19 Monetary Policy, RGDP, and Price Level Expansionary or easy policy: Fed tries to increase excess reserves, which lowers interest rate and increases investment, which increases GDP by a multiple amount Contractionary or Tight policy: Fed tries to reduce excess reserves, which raise interest rates, which decrease investment, which decreases GDP by a multiple amount

20 Monetary Policy, RGDP, and Price Level AS and Monetary Policy –Easy monetary policy may be inflationary if initial equilibrium is at or near full-employment –If economy is below full employment, easy monetary policy can shift AD and GDP toward full-employment –Tight monetary policy can reduce inflation if economy is near full-employment, but can make unemployment worse in a recession

21 Effectiveness of Monetary Policy Strengths –Quicker and more flexible than fiscal policy since Fed can buy and sell securities on a daily basis –Less political, since changes are more subtle, easier to make unpopular decisions –80’s & 90’s, Fed is given credit for the low inflation and high employment

22 Effectiveness of Monetary Policy Shortcomings –Control is weakening as technology makes it possible to shift money assets to other types; global finance gives nations less control –Cyclical asymmetry may exist; Tight policy works against inflation, but easy policy is not always effective in stimulating economy

23 Effectiveness of Monetary Policy –Velocity of money (number of times money is spent in a year) may be unpredictable, esp. in the short run and can offset the desired impact of changes in Ms. Tight policy may cause people to spend faster, velocity rises. –Impact on investments may be less than traditionally thought

24 Effectiveness of Monetary Policy Currently Fed communicates changes in monetary policy through changes in its target Federal Funds Rate –Fed does not set either the Federal Funds rate or the prime rate, each is est. by the interaction of lenders and borrowers, but generally follow Fed Rate –Fed acts through open market operations, selling bonds to raise interest rates and buying bonds to lower rates

25 Links between monetary policy and international economy Net export effect occurs when foreign financial investors respond to a change in interest rates –Tight policy and higher rates lead to an appreciation of dollar value in foreign exchange markets; easy policy and lower rates lead to dollar depreciation

26 Links between monetary policy and international economy –When dollar appreciates, American goods are costly to foreigners, and this lowers demand for American goods, which can lower GDP. When dollar depreciates, American goods are cheaper to foreigners, increases demand, raises GDP.

27 Links between monetary policy and international economy Monetary policy works to correct both trade balance and GDP problems together.
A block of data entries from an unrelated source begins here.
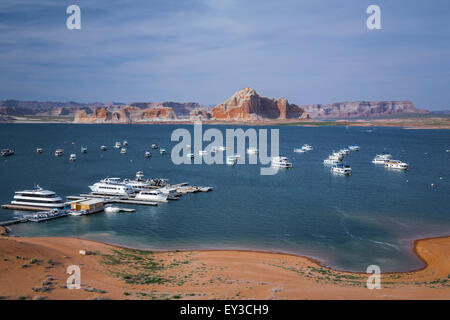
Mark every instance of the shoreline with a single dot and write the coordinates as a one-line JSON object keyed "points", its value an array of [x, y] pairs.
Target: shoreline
{"points": [[208, 274], [425, 123], [316, 260]]}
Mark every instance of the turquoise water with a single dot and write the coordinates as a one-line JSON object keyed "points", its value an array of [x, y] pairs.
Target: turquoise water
{"points": [[346, 222]]}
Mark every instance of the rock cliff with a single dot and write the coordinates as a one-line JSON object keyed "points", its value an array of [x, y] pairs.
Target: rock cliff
{"points": [[247, 105], [361, 109]]}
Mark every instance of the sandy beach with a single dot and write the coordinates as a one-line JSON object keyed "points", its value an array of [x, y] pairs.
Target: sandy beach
{"points": [[35, 268]]}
An easy policy leads to increased domestic spending and increased GDP, but it depreciates dollar, higher demand for U.S. exports, which enhances GDP and erases trade deficit. Reverse is true for tight policy

28 Interrelationships Fiscal and monetary policy are interrelated. Impact of increase of government spending will depend on whether it is accommodated by monetary policy. If govt spending comes from money borrowed from general public, it may be offset by a decline in private spending, but if govt borrows from the Fed or if the Fed increases the Ms, then the initial increase in govt spending may not be counteracted by a decline in private spending.